The machines may be operated by individuals and trained health
professionals. From time to time, the machine may experience a
condition that requires correction. For example, a breathing
conduit could become detached or a breathing conduit could become
at least partially blocked. In most instances, such conditions
would be indicated by a numerical fault code. Such numerical fault
codes would require the user or operator to consult a look-up table
or call a technician.

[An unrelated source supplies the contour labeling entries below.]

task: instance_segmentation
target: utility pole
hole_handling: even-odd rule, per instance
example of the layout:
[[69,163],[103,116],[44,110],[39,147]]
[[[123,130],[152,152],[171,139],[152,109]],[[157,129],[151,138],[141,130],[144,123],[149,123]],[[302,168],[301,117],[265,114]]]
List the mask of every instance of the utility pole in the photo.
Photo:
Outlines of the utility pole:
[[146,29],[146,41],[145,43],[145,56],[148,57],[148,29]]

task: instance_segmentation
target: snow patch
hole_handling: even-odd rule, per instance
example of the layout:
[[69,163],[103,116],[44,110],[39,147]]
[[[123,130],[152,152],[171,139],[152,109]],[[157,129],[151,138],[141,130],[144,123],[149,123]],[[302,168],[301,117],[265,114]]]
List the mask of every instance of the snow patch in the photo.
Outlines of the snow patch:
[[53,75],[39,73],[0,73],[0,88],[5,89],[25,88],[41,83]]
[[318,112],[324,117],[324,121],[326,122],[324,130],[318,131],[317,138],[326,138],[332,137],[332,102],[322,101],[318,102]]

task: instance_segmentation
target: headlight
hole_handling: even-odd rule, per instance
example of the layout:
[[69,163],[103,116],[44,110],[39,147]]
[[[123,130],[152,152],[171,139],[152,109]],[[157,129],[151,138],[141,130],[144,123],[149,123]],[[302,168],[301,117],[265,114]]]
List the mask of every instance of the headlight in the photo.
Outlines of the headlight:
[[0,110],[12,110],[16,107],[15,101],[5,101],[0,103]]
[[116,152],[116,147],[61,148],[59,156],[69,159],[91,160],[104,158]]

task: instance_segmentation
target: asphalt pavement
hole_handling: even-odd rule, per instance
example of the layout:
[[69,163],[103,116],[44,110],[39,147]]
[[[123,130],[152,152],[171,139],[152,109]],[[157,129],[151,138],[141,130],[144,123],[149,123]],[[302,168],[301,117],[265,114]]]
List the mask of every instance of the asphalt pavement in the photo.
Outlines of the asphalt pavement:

Often, this technique of correcting an easily
corrected problem can be more time consuming than desired.
SUMMARY
Accordingly, a breathing apparatus comprises a flow generator, a
humidifier chamber connected to the flow generator, a conduit
connected to the humidifier generator, and a user breathing
interface connected to the conduit. The apparatus also comprises a
display screen adapted to provide visual information to a user. The
apparatus monitors one or more characteristic of use and, upon a
triggering event occurring, the apparatus provides a series of
image frames such as, for example, graphics, recorded images,
visual descriptions, visual directions, still images, and/or videos
to the display. The series of image frames depict one or more still
graphics and/or animated actions such that the user can make an
adjustment to the apparatus based upon the image frames to address
the occurrence of the triggering event.
In a first aspect, a breathing assistance apparatus is provided
that includes a flow generator, a humidifier chamber connected to
the flow generator, a conduit connected to the flow generator, a
user breathing interface connected to the conduit, and a display
screen adapted to provide visual information to a user. The
apparatus can advantageously be configured to monitor one or more
characteristics of use; and, upon an occurrence of a triggering
event, to provide a series of image frames to the display. The
series of image frames can depict an animated action that is
configured to instruct a user to make an adjustment to the
apparatus based upon the animated action to address the occurrence
of the triggering event.
In some embodiments, the apparatus includes a button and depression
of the button stops the display of the series of image frames. In
some embodiments, the animated action includes a sequence that
repeats until the triggering event is corrected.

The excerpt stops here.